Representative Henry Waxman (D, Ca) wanted to find out in behalf of his state what lay behind California’s energy crisis. At his request, the General Accounting Office (GAO) tried five times to get the list of participants from Cheney. GAO comptroller general David Walker said that no prior administration had ever challenged the GAO's authority.
The liberal Sierra Club joined the rightist Judicial Watch to sue for access to the names, citing the Federal Advisory Committee Act, which holds that, if advisors are private citizens, as opposed to federal employees, their identities must be revealed so that the public knows who is trying to influence the government. In response, in the words of right-wing New York Times columnist Bill Safire, "Cheney’s lawyers dumped 30,000 pieces of wastepaper on them from around the bureaucracy, but not one memo produced by Cheney’s group", which put forth the preposterous lie that the group consisted of nothing but federal employees.
(Cheney himself would later admit that he and his aides met
with Enron executives six times. One meeting with CEO Kenneth Lay took place
the day before Cheney announced that the administration would not support price
caps on the sale of wholesale electricity to California to rescue that state
from its energy meltdown. It would later come to light that Enron had manipulated
the market to hold back supplies so as to drive up energy prices. So compromised
was the Bush administration that its officials held Enron stock, and even got
Enron's blessing for the two Bush appointees to the Federal Energy Regulatory
Commission, which oversees the markets in which Enron operates.)
The trial court needed to know the members of the group in order to decide whether there had been a violation of the Act. It promised to keep the information confidential. Cheney refused nonetheless. He invoked executive privilege and the case escalated to the Supreme Court.
If It Quacks Like a Duck
With the Supreme Court about to hear the case, Justice Antonin Scalia climbed aboard Air Force Two to go duck hunting in Louisiana with Cheney, even accepting free travel for three. The Los Angeles Times discovered he had done much the same before, going pheasant hunting with the dean of the University of Kansas Law School just before he was to argue a case before the high court.

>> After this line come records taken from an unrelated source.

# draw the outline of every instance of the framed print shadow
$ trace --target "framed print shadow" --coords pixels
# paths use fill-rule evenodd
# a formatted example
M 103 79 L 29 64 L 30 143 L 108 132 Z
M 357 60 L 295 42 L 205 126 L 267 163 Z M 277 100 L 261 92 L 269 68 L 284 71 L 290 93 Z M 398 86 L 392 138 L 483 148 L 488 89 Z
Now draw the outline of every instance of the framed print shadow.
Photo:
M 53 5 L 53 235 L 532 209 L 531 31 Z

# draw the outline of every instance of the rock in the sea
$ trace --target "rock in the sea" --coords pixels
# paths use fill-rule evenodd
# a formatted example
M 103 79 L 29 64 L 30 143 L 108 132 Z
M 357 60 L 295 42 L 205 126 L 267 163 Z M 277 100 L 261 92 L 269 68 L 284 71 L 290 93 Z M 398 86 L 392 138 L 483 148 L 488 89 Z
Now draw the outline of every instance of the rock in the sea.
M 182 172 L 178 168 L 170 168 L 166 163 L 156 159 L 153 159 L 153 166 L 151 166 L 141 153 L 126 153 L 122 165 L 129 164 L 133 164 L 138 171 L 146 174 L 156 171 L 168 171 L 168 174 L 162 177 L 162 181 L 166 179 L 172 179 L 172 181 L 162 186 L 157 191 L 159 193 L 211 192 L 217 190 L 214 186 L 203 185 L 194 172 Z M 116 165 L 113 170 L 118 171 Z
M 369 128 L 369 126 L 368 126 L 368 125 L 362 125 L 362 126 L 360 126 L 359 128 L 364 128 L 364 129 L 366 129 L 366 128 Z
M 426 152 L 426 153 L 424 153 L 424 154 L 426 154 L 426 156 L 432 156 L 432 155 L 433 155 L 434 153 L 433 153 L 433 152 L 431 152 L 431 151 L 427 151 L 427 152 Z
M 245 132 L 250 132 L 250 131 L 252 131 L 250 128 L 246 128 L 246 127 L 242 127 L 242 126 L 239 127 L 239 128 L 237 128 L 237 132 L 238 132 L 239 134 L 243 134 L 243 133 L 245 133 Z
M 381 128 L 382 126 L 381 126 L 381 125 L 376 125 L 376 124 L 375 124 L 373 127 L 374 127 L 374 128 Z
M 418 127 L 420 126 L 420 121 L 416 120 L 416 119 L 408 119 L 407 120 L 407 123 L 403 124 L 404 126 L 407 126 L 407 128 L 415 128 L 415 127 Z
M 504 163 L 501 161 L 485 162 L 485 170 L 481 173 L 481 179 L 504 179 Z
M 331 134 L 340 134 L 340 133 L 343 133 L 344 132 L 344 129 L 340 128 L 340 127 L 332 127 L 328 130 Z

Universally called upon to recuse himself for reasons too obvious to bother to state, Scalia refused, finding “no basis for recusal” and considering himself incorruptible. The Supreme Court, which passes judgment on everyone else, finds its own above reproach and leaves recusal up to the individual justice. “If it is reasonable to think that a Supreme Court justice can be bought so cheap, the nation is in deeper trouble than I had imagined”, Scalia announced to a nation that thinks itself in deeper trouble than he imagines, given a court that routinely splits 4-4 on partisan lines, with only the 9th justice deciding cases on their merits, Sandra Day O'Connor.
That is, except when it wants to duck (pun unavoidable) an issue altogether, which it did in the Cheney case, voting 7-2 to send the case back to a lower court, much as it had tiptoed past the disputed “under God” suffix tacked onto the Pledge of Allegiance.
Checks and Balances Be Damned
Cheney's refusal simply to admit whom he had met with and his taking the case to the top of the judicial pyramid represent a seriously troubling departure from the vitally important balance between the branches of the federal government. New York Times columnist Paul Krugman raised a troubling specter:
"We're at risk with our democracy. I think we're dealing with the most closed, imperialistic, nastiest administration in living memory".
He sees in Cheney's example: “a doctrine that makes the United States a sort of elected dictatorship: a system in which the president [or vice president]…can do whatever he likes, and isn’t obliged to consult either Congress or the public.”